Murtikarlka Tjumpo Tjapanangka

  • HelenHelen
  • December 19, 2025

The 1995 certificate from Warlayirti Artists, as written by the then manager author James Cowan, reads that “This painting is from Tjumpo’s country and shows the journey of the principal Dreaming Heroes. It is a landscape painting, typical of the region”

Warlayirti Artists states online in 2025 in Tjapanangka’s biography “Tjumpo’s traditional homeland near Karnapilya in the area west of Lake Mackay (Wilkinkarra). He had become the most highly regarded Law Man in the community.
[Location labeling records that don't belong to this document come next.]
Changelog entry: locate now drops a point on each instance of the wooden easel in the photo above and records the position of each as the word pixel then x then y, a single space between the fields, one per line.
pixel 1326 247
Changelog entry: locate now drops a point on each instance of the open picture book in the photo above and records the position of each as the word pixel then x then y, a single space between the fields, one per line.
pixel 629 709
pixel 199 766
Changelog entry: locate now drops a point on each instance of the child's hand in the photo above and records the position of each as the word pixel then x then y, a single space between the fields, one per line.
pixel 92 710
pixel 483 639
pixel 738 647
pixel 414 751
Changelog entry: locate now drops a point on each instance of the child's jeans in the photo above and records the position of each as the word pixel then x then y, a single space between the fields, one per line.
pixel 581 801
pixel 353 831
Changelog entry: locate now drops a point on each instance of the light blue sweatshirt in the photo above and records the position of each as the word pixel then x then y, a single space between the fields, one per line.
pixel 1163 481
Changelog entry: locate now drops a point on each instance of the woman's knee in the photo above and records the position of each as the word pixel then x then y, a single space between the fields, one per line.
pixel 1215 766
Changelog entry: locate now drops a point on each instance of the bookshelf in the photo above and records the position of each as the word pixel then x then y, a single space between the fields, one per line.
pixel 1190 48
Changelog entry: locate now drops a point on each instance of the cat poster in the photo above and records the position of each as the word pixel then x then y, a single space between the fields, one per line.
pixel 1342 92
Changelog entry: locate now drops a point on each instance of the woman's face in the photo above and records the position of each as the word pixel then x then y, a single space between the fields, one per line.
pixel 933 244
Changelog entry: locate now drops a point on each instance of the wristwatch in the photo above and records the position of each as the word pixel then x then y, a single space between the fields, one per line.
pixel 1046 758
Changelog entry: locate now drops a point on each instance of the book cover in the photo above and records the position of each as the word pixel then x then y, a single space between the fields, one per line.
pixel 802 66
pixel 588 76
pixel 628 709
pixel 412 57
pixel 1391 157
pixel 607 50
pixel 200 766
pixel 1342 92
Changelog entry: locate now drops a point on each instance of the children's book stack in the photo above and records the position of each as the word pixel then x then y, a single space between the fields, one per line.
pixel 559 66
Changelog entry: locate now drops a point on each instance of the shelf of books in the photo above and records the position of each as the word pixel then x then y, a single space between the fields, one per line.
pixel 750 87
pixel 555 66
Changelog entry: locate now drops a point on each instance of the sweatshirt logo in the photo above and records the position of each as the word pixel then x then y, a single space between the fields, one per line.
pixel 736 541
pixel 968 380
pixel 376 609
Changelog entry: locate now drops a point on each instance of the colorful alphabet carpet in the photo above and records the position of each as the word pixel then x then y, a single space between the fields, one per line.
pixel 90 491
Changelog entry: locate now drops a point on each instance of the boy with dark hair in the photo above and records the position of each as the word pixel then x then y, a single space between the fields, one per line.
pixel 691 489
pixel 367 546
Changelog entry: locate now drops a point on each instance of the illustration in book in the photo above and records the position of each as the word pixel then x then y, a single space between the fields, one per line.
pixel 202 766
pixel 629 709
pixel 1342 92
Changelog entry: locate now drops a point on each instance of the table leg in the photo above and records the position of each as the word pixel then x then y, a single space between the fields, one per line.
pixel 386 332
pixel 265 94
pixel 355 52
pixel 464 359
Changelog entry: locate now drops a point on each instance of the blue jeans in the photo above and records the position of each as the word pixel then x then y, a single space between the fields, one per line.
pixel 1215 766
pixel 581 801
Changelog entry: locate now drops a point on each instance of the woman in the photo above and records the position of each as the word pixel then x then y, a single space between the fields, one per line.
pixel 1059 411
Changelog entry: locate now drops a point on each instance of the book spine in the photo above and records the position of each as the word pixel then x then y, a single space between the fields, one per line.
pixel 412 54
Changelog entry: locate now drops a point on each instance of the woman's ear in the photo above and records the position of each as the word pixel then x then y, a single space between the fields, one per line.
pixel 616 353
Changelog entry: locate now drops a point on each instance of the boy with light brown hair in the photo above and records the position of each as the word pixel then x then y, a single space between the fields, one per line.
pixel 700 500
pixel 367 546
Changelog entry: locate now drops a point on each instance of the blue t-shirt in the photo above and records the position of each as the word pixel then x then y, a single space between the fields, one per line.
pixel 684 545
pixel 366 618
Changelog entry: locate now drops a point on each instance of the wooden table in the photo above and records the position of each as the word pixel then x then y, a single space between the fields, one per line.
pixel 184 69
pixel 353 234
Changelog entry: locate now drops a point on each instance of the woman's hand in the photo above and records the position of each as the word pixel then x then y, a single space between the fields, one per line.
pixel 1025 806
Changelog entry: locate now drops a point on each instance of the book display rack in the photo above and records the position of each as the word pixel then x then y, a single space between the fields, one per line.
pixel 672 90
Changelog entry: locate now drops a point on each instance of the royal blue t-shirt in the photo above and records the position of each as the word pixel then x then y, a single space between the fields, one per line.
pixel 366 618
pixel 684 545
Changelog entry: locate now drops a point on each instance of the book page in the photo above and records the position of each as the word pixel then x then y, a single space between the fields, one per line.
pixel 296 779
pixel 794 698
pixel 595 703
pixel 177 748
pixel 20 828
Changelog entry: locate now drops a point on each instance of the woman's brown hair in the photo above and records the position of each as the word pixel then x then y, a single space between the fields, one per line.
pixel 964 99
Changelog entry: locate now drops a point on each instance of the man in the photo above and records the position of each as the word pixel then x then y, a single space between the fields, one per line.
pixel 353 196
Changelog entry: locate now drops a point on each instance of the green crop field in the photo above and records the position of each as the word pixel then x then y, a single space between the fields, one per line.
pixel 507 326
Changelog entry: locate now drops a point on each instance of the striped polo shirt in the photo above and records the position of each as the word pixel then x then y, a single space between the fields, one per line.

In the late 1980’s and early 1990’s he lived at Yagga Yagga, about 150 kilometers south of Balgo Hills toward his country near Lake MacKay and moved to Balgo around 1996 after the community was abandoned.

In opting to employ simpler forms to depict the numinous landscape, Tjumpo’s influence spread to other artists and has come to epitomize the transformation that has run through Balgo art since the mid 1990’s. This minimalism, often restricting Tjumpo’s iconography solely to undulating lines is reminiscent of the Pintupi creative approach. Though Tjumpo’s work, like that of other Kukatja artists, is distinctly less formal than that of the Pintupi, this aesthetic overlap is nevertheless significant. During his career Tjumpo made occasional visits to Kiwirrkurra to stay with his countrymen and, on visits such as those in 1999 and 2004, he painted for Papunya Tula artists.

In both his art and his personal demeanour, Tjumpo Tjapanangka affected an infectiously vivacious and animated style. It is this energy and confidence that he employed to build the resonating planes that characterized his finest works and brought such critical acclaim. His wife Ningie Nangala shared his preference for softer colours, and to some extent this aesthetic can be seen in the more recent paintings created by his stepdaughter, Elizabeth Gordon, to whom he passed on a number of his Tjukurrpa (creation stories and lore).

Tjumpo and Ningie had many children whom have become significant artists in their own right including Winifred Nanala and Vincent Nanala, who are influenced by his structured, optical style.

REFERENCES

Ryan, Judith, Bardon, Geoff & National Gallery of Victoria. 1989. Mythscapes: Aboriginal art of the desert from the National Gallery of Victoria. Melbourne. National Gallery of Victoria.

Fish, P. 6 Aug 2005. Aboriginal Work Pushes Magic $1m. www.smh.com.au/news/money/aboringinal-work-pushes-1m/2005/08/05/11231259046. Sydney Morning Herald.

Healy, Jacqueline. July 2004. The day the art world came to Balgo: [Balgo 4-04 Exhibition. Art Monthly Australia 171 (34-36).

Hoy, Anthony. 18 Apr 2000. Desert Vision. Sydney. Bulletin.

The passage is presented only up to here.